-1

I have a C file. With a C style set of comments /* */ followed by a variable defined for each comment. The variable name is also in the comment. Some comments contain variable names they are not for (see the 3rd comment in the below example)

Here's an example of the format:

/* Object: function1: Does some really cool things and then it ends */
const function1 = someValue;

/* Object: function2: Does more really cool things and then it ends */
const function2 = someValue2;

/* Object: function3: Does even more really cool things
just like function2, does but continues over to the next line for a multiline comment */
const function3 = someValue3;

/* Object: function4: Does all kinds of cool things
and needs function1 in order to set a value correctly */
const function4 = someValue4;

/* Object: function5: Does some other cool things
and needs function2[with another variable] to do some things */
const function5 = someBValue5;

I only want to match the variable names with a result like this: function1 function2 function3 function4 function5

I've been playing around with this on https://regexr.com/ for hours and I cannot get this one.

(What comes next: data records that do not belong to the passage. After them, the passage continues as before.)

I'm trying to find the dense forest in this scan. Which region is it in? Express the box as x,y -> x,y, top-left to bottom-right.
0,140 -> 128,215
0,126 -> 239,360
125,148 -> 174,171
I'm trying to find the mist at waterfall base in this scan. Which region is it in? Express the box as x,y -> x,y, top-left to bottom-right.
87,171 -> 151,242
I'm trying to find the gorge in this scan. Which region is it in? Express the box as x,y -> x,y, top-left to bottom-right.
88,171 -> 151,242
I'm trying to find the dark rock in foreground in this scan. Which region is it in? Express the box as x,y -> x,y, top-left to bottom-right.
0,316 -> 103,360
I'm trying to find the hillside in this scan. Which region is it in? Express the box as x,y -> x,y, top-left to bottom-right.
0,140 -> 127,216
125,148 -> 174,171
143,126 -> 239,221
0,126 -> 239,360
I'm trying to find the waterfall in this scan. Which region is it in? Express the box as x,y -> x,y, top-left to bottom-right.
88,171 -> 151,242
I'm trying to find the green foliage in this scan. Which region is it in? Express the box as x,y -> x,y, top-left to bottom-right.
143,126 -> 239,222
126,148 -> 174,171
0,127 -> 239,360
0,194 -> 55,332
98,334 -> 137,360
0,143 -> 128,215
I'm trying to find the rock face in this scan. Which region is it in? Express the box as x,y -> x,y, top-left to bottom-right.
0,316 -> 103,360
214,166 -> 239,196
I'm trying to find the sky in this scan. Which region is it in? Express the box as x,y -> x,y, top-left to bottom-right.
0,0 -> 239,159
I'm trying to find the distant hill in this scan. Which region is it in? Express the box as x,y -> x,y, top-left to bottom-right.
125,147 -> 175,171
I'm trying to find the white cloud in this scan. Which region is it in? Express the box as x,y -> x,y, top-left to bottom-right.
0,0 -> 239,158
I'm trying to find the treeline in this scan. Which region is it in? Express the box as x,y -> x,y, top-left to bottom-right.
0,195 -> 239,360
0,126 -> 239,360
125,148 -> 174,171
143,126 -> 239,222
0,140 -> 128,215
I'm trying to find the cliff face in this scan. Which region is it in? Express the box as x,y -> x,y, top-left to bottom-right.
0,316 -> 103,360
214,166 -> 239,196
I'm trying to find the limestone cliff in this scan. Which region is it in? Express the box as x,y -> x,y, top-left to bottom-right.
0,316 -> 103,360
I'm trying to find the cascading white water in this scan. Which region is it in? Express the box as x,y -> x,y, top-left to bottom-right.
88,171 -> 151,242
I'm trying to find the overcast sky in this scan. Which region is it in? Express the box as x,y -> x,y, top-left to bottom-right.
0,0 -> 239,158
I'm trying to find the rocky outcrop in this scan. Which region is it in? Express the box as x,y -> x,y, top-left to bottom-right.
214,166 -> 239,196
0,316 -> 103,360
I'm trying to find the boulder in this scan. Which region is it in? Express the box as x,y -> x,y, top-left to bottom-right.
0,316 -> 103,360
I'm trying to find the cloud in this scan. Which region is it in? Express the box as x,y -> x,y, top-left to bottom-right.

This is what I have tried: regex to find a string, excluding comments With this post its using a negative lookbehind. I cannot use a negative lookbehind because this regex is being used in Perl 5.32.1 on a Windows 10 machine.

This is the best I could come up with:

(\bfunction[\w]+\b[^:,])

Were it excludes line matches with : or , but it doesn't exclude duplicates that are enclosed inside the /* */. But I haven't been able to figure it out other than using a negative lookbehind which I cannot use.

Ultimately, I think the best solution would be to exclude everything in between /* */ and only search for things that are not contained with the comments. But it would need to support exclusion of multline comment content and not use a negative lookbehind.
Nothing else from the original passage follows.